Monday, November 5th 2001, 12:00 am
By: News On 6

WASHINGTON (AP) _ The battered economy and terrorist events of the last two months have led some consumers to trim their holiday spending plans, but not as many as some experts expected, a new survey shows.

Despite a soaring unemployment rate, weakening consumer confidence, continued fallout from the Sept. 11 terror attacks and new worries about anthrax in the mail, 57 percent of consumers plan to spend the same amount for the holidays as they did last year, according to the survey released Monday by the Consumer Federation of America and the Credit Union National Association.

Of those polled, 28 percent plan to spend less this holiday season than last year.

In 2000, 56 percent of consumers said they planned to spend the same as they spent the previous year, while 24 percent planned to spend less.

``These results suggest that the contraction in holiday spending may not be as pronounced as we might have expected,'' Bill Hampel, chief economist for the credit union trade group, said at a news conference.

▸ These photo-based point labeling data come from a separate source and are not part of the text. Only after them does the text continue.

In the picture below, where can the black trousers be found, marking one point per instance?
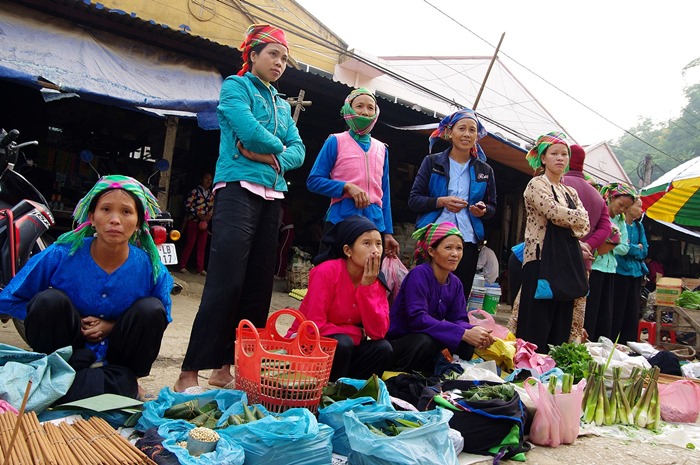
(53, 322)
(239, 276)
(419, 352)
(599, 306)
(515, 277)
(359, 361)
(541, 321)
(626, 307)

Furthermore, the survey showed a decline in the number of consumers worried about paying off their current and future debts.

More Americans are paying off their debts or managing them more effectively, said Stephen Brobeck, the consumer group's executive director. In the survey, 38 percent of consumers said they are carrying credit card debt, down from 42 percent last year.

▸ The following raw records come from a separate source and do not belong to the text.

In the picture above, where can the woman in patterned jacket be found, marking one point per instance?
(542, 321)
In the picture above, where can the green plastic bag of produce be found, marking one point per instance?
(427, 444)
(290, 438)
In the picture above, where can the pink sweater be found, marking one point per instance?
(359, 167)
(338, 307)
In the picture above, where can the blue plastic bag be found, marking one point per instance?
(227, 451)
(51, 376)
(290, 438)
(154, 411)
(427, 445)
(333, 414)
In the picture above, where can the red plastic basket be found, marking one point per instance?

U.S. household credit card debt is about $600 billion; the average interest rate on credit card accounts is currently around 14.6 percent. Declining interest rates appear to be a factor in easing consumers' concern about debt, Brobeck said.

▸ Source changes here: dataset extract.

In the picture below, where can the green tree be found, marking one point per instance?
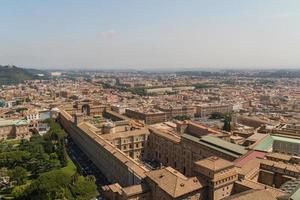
(84, 188)
(50, 185)
(18, 174)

The economy shrank at a rate of 0.4 percent in the July-September quarter and economists are forecasting an even bigger drop in the current October-December quarter. One common definition of a recession is two consecutive quarters of declining economic output.

To revive the economy, the Federal Reserve has cut interest rates nine times this year, with two reductions coming after the Sept. 11 attacks. Most economists predict another rate cut at the Fed's next meeting Tuesday. Economists fear that consumers could remain tightfisted, further weakening the economy.

The government reported Friday that the nation's unemployment rate soared to 5.4 percent in October, the biggest one-month jump in more than 21 years, providing the most dramatic evidence yet that economic fallout from the terror attacks probably pushed the country into recession. Over 400,000 jobs were eliminated during the month.

Many economists believe the jobless report significantly raised the odds of the Fed making a half-point rate reduction, rather than a more conservative quarter-point cut.

In Congress, Republicans and Democrats have been debating how best to stimulate the economy and what the right mix of tax cuts and increased government spending should be.

The survey of 1,019 adult consumers was conducted Oct. 25 through Oct. 28. It has a margin of error of plus or minus 5 percentage points.